La piqûre de l’apiculture

Par Emilie Vallee

Denis Leblanc a une véritable passion des abeilles. Quant il en parle, ses yeux pétillent et il raconte à quel point ces petites bestioles sont fascinantes. De retour dans la région après 15 ans, lui et sa conjointe Maryse Paquin, se sont établis dans le paysage bucolique de Ste-Monique et viennent de devenir propriétaires de l’entreprise Les produits de l’alvéole.

Revenu dans la région l’an dernier, le couple exploitait déjà neuf ruches pour le plaisir. «J’ai produit 600 livres de miel l’an dernier que j’ai vendu en trois mois à peine. À ce moment là j’ai vraiment eu la piqûre», raconte Denis Leblanc. Il a alors décidé de se porter acquéreur de l’entreprise de Gaston Trépanier et de son épouse Bernadette Marcotte de Ste-Sophie-de-Lévrard. «M. Trépanier était intéressé à vendre et nous lui avons fait une proposition d’affaires», explique Denis Leblanc.
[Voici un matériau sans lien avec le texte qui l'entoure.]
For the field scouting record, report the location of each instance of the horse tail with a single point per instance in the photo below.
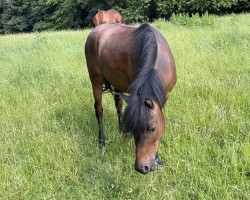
(91, 14)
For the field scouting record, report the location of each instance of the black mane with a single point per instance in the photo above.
(147, 84)
(91, 14)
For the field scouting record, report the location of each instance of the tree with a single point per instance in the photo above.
(15, 16)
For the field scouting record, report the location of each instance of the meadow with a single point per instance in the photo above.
(48, 131)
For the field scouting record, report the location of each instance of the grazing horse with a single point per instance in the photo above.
(139, 62)
(97, 17)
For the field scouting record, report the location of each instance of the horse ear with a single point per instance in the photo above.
(149, 103)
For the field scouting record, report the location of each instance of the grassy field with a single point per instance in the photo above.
(48, 131)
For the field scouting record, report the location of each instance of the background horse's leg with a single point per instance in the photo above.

Propriétaires depuis lundi, M. Leblanc et sa conjointe bénéficient de l’aide de l’ancien propriétaire pendant un an. Il pourra ainsi leur transmettre toute son expertise afin d’exploiter les 110 ruches. Dès le mois d’août, toutes les installations seront transférées sur leur propriété à Ste-Monique. Il sera possible pour le public de s’y procurer les produits. Puis, en 2009, toute la miellerie y sera déplacée. «Je n’avais pas de relève et on voulait vendre car l’apiculture n’est pas un métier facile et on ne rajeuni pas, alors c’est bien de passer le tout à un plus jeune», relate M. Trépanier qui opérait son entreprise depuis 31 ans. «Denis c’est quelqu’un de très réceptif et il veut. Je vais lui transmettre tout mon savoir au cours de la prochaine année», précise-t-il. «Pour moi c’est un deuxième métier. J’aime le côté naturel du miel, tout est biologique», mentionne Denis Leblanc. «On aime être dehors et participer à la nature. Sans les abeilles et les polinisateurs, on ne mangerait pas grand-chose. Elles sont essentielles», ajoute Maryse Paquin.
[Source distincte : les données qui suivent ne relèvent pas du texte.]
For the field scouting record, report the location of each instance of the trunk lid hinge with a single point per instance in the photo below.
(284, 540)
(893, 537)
Le projet du couple est axé sur les produits de la ruche. Ainsi, les visiteurs pourront se procurer du miel, de la cire, du pollen et du propolis. «Nous souhaitons aussi développer les différents miels. Il y a une infinité de possibilité», précise Maryse Paquin qui poursuit actuellement des études en horticulture à l’école d’agriculture de Nicolet.

Les nouveaux propriétaires désirent également se lancer dans le volet agrotouristique au cours des prochaines années. Le volet éducatif les attire particulièrement. «On veut informer les gens qui confondent souvent les abeilles et les guêpes. On veut enseigner le bon côté des abeilles», explique Maryse Paquin. Des installations pourraient alors être mises en place afin d’accueillir des groupes de visiteurs.

La passion des abeilles

«L’apiculture c’est toute une science. Il y a tellement de choses à apprendre», souligne M. Leblanc qui a été formé par Alexandre Gardner de Victoriaville. D’une explication à une autre, Denis Leblanc essaie de démystifier le monde des abeilles et parle de leur mode de vie, de leur fonction dans la ruche, etc. «Denis est un vrai passionné, il pourrait en parler toute la nuit», interrompt sa conjointe. Puis il continue en allant dans les détails, essayant de montrer que ces petites bestioles ne sont pas dangereuses. «Quand j’entre où sont les abeilles et que j’entends le bruit de fond, comme un bourdonnement, ce sont les battements d’ailes et ça me donne la chair de poule tellement c’est beau», conclut Denis Leblanc.